An expedition in Patagonia, Chile by Oceana, which researches and advocates for the protection of fish stocks and the communities that rely on them in the U.S. and abroad.

The Legacy of Rio

The 1992 United Nations Conference on Environment and Development in Rio de Janeiro, known as the Rio Earth Summit, was a pivotal moment in the acceptance of the seriousness of global warming and the loss of biodiversity. The Summit produced two important international agreements, the United Nations Framework Convention on Climate Change (UNFCCC) and the Convention on Biological Diversity. These two issues have shaped the RBF’s environmental agenda ever since.

Endeavoring to build on what was achieved at Rio, the Fund’s sustainable development program began focusing on mitigating climate change and protecting biodiversity. The biodiversity work concentrated on protecting temperate rain forests, promoting sustainable forestry, and reforming the management of ocean fisheries.

On the climate change front, things have not gone smoothly at the international level. Preoccupied with economic growth, governments have been slow to respond to the call for a transition to a clean energy economy. Resistance to action on climate change has been especially strong in the United States. Congress, for example, did not ratify the 1997 Kyoto Protocol designed to implement the UNFCCC.

Into the 21st Century

Convinced that global warming could possibly have catastrophic consequences, in 2005 the Fund began concentrating its entire sustainable development budget on addressing climate change. The biodiversity component was phased out. This difficult decision acknowledged that, if global warming is not halted, all efforts to protect the planet’s biodiversity will be undermined.

In 2014, reflecting a concern to align the Fund’s investments with its mission, the board of trustees made the decision to join with the international fossil fuel divestment movement and began divesting RBF holdings from fossil fuels.

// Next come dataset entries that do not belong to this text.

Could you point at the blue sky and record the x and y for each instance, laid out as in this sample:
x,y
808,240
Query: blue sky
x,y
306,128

Governments continue to associate development with economic growth, but an increasing number of scientists and activists argue that we live in a world with real limits to economic growth and material consumption. Widespread poverty and growing economic inequality mean that finding a just and equitable path to ecological sustainability presents complex problems. Today the Fund integrates its environmental work with its efforts to promote democratic processes in global governance, particularly in helping the Global South achieve an equal voice.

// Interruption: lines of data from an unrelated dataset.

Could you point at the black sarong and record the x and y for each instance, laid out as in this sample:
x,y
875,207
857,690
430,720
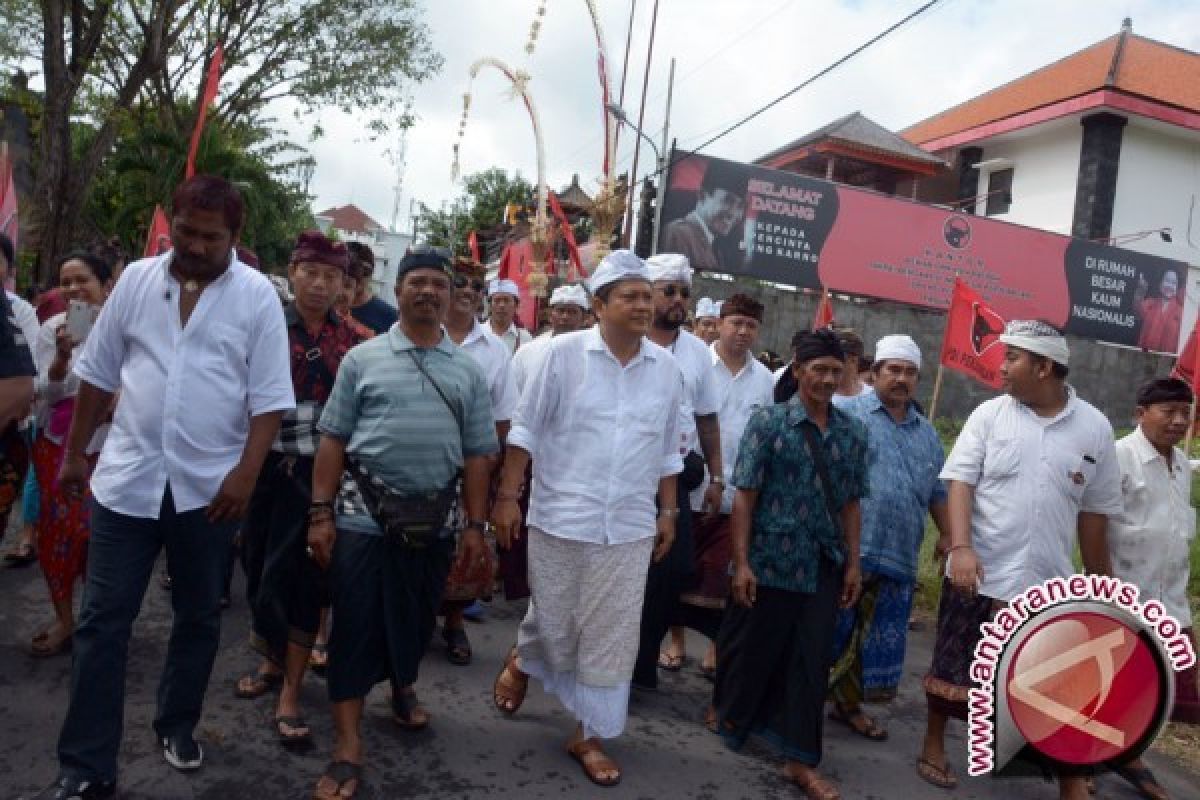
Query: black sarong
x,y
773,671
385,602
286,589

Photo courtesy van Waarden.

The Fund's 2014 divestment announcement coincided with Climate Change Week, which saw more than 300,000 march through New York City for climate accountability, brought together in part by grantee in collaboration with 1,500 other national and international organizations.

The Fund’s underlying commitment to the environment has often infused its other programs. In the 1970s, the Fund’s Caribbean program honed an eco-development approach, combining resource management with job creation. In post-Communist Central and Eastern Europe in the 1990s, the Fund incorporated environmental advocacy into its efforts to help rebuild civil society. The Fund’s current democratic practice and peacebuilding work arguably comprise essential components of sustainable development, broadly construed.

Over the last four decades, RBF environmental programs have been revised to reflect the evolving science, the changing social and political situation, and the best thinking by the growing international movement in support of sustainable development. The goals and strategies of the Fund’s environmental grantmaking will continue to evolve. There is an ongoing debate on what constitutes genuine sustainable development and whether it can be achieved without a major shift in ethical values and attitudes toward nature. In 2016, the Fund retains a deep commitment to environmental conservation, but the global situation has prompted it to change its focus from population, parks and recreation, forests, and fisheries to reducing greenhouse gas emissions and creating a clean energy economy.